Nose-to-brain siRNA delivery by PEI/PPI-based nanoparticles reduces α-synuclein expression in a Parkinson's disease mouse model.

Potential strategies to develop new treatments for Parkinson's disease (PD) aim at targeting disease-associated proteins like alpha-synuclein (aSyn), which accumulates in neurons of PD patients and contributes to neuronal degeneration. A promising new approach is the therapeutic use of small interfering RNAs (siRNAs) for aSyn knockdown, but is challenging due to siRNA instability, poor delivery, and inefficient uptake.
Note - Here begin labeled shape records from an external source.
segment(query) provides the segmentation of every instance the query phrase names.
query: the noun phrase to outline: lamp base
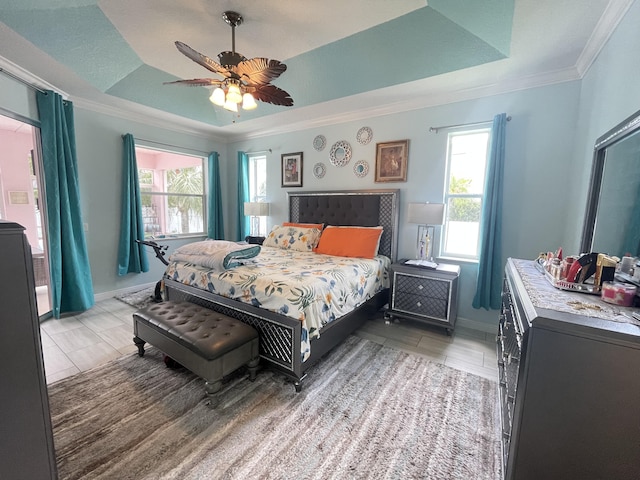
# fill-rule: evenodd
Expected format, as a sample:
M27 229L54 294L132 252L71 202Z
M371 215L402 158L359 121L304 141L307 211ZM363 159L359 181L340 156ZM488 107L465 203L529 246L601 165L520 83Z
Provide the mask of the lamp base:
M416 259L433 261L433 232L431 225L418 225L416 241Z

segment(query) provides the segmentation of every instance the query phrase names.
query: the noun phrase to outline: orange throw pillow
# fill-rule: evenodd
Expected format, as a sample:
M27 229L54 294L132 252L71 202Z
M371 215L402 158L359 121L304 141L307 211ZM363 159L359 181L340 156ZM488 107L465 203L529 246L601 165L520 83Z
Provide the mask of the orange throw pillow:
M316 253L337 257L373 258L378 253L382 227L328 226L316 247Z

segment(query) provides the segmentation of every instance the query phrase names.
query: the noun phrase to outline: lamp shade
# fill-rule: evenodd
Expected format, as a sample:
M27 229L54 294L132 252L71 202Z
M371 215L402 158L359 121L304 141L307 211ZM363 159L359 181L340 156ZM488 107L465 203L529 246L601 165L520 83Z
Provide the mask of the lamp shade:
M410 203L408 222L419 225L442 225L444 203Z
M244 202L244 214L252 217L267 217L269 204L267 202Z

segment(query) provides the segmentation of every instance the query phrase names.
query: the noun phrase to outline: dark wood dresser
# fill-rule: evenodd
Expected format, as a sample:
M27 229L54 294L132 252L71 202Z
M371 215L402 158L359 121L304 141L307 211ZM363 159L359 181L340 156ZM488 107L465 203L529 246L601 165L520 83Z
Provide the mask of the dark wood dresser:
M509 259L498 332L504 477L640 478L640 322ZM638 309L635 309L638 310Z
M31 248L0 220L0 479L57 478Z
Therefore, we developed a nanoparticle-based approach for intranasal delivery of siRNAs, circumventing the blood-brain barrier and enhancing the potential of siRNAs for clinical application. Tyrosine-modified polyethylenimines (PEIs), or polypropylenimine dendrimers (PPIs), were complexed with siRNA targeting the aSyn-encoding gene SNCA (siSNCA) and combined with liposomes. Nanoparticles efficiently transfected SH-SY5Y cells with low cytotoxicity and significantly reduced SNCA mRNA levels. In Thy1-aSyn mice, intranasally administered labeled nanoparticles distributed extensively across the brain, including the olfactory bulb, substantia nigra, and prefrontal cortex. After only 4 days of treatment, siSNCA-loaded nanoparticles significantly reduced aSyn protein and SNCA mRNA levels in the brain. Mice showed neither overt adverse behavioral effects nor increased reactive microglia. These findings highlight the potential of nanoparticle-mediated intranasal siRNA delivery as a promising, non-invasive approach to reduce aSyn levels in the brain, offering a novel therapeutic strategy for Parkinson's disease.